The TEA has consistently emphasized that STAAR Alternate 2 is not appropriate for students who score low on standard assessments but are nonetheless working toward grade-level content — or for students whose struggles are primarily behavioral or related to a specific learning disability without a significant cognitive component.

Districts sometimes place students on STAAR Alternate 2 to protect the campus from low STAAR scores. This is an accountability manipulation and a potential denial of appropriate education — if a student is placed on STAAR Alternate 2 when they could access grade-level content with accommodations, they are likely receiving instruction that is less rigorous than they need.

If your child has been designated for STAAR Alternate 2 and you are uncertain whether they meet the five criteria above, ask the ARD committee to walk through each criterion explicitly and document their reasoning. You can also request the IEP goal data that shows the student is working on prerequisite rather than grade-level skills — that data should support the eligibility decision.

STAAR Accommodations and the Texas Diploma

One area parents often overlook: STAAR accommodations can affect high school graduation under the Foundation High School Program (FHSP) only in limited circumstances. Accommodations — changes to how a student accesses material, not to what they are expected to learn — do not prevent a student from earning endorsements or graduating on the standard diploma track.

What does affect graduation pathways are modifications — changes to the content itself, where the student is assessed on reduced or modified TEKS rather than grade-level standards. If a student's IEP includes instructional modifications, the ARD committee must document whether the modified curriculum still meets the rigor threshold for endorsements.

This is an important distinction for any ARD conversation about high school testing. Extended time on STAAR is an accommodation. Reducing the number of math problems a student is responsible for mastering is a modification. They are not the same thing.

For a full breakdown of how STAAR accommodations connect to the IEP, how the ARD committee documents testing decisions, and what the complete Texas graduation framework looks like for students with disabilities, the Texas IEP & 504 Blueprint lays it out step by step, including what to ask if you believe your child's accommodations are not being applied consistently.

What to Do If STAAR Accommodations Are Denied

If you believe your child needs a specific accommodation on STAAR that the ARD committee has refused to document, request a Prior Written Notice. The district must document why the accommodation was denied and what data supported that decision. A denial without written justification citing specific evaluation data is a procedural violation.

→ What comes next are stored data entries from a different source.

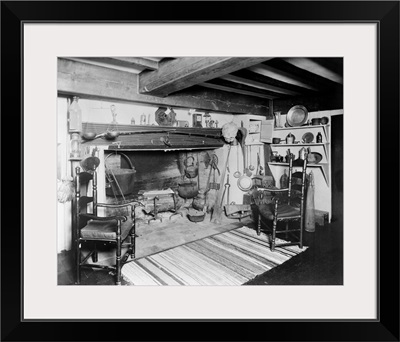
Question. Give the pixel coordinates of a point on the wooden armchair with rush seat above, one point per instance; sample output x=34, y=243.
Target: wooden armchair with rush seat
x=90, y=230
x=286, y=207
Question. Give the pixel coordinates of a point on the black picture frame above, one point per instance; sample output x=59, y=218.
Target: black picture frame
x=15, y=13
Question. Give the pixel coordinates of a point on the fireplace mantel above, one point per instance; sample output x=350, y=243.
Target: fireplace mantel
x=135, y=137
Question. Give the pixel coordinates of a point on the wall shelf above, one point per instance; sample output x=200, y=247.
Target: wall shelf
x=322, y=170
x=299, y=127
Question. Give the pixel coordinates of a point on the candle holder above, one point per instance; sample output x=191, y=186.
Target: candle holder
x=278, y=119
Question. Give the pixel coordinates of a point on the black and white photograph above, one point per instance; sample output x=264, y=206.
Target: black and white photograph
x=200, y=162
x=200, y=171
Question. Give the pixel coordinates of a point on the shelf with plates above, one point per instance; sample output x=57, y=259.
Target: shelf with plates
x=323, y=145
x=294, y=139
x=323, y=166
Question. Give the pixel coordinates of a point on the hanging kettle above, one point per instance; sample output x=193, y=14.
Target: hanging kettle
x=191, y=170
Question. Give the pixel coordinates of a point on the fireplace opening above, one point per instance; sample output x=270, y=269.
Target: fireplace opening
x=171, y=184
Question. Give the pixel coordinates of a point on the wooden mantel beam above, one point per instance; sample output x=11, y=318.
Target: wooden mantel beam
x=184, y=72
x=92, y=81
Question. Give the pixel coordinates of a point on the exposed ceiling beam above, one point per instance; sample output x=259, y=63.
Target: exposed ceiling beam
x=234, y=90
x=280, y=75
x=91, y=81
x=106, y=63
x=315, y=68
x=256, y=84
x=181, y=73
x=138, y=62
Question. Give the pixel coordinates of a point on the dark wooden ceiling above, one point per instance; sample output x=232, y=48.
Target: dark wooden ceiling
x=225, y=79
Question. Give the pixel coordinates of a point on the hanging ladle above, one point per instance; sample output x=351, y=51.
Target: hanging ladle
x=237, y=174
x=246, y=160
x=251, y=166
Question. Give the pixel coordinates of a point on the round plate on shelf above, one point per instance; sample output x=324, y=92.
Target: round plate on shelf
x=308, y=137
x=314, y=158
x=297, y=116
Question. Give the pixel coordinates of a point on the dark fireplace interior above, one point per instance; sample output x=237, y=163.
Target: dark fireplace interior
x=160, y=170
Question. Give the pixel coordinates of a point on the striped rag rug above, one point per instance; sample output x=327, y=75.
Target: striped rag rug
x=230, y=258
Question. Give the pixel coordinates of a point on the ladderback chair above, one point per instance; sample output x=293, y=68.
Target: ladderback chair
x=287, y=208
x=90, y=229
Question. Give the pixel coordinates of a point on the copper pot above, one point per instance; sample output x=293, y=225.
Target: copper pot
x=188, y=190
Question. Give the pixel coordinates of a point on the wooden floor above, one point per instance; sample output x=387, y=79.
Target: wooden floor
x=321, y=264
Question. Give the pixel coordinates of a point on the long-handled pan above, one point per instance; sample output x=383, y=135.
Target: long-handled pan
x=218, y=207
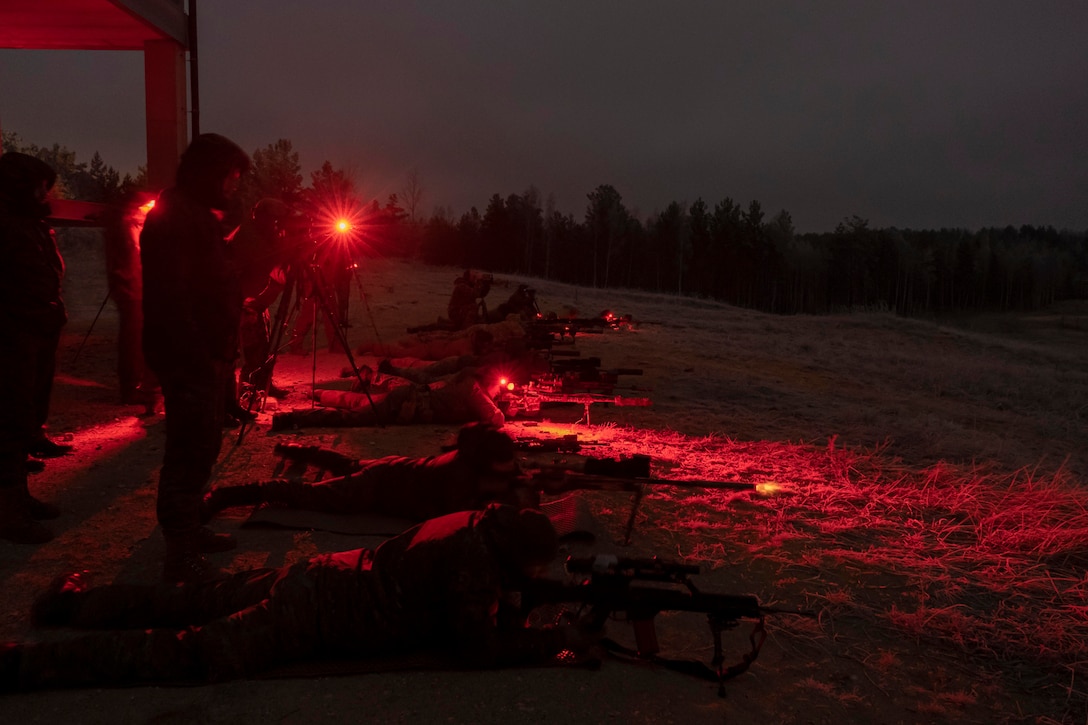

You can also request to see the routine classroom assessment data showing how the student currently performs with and without the accommodation in question. If the teacher has never provided extended time during classroom tests, the absence of evidence for the accommodation is partly an implementation problem — which is a different conversation than whether the accommodation is appropriate.

STAAR testing is one day. But the accommodations that support it — extended time, text-to-speech, small-group settings — are things your child needs every day in the classroom. The IEP should document both, and the ARD committee should be ensuring they are actually delivered.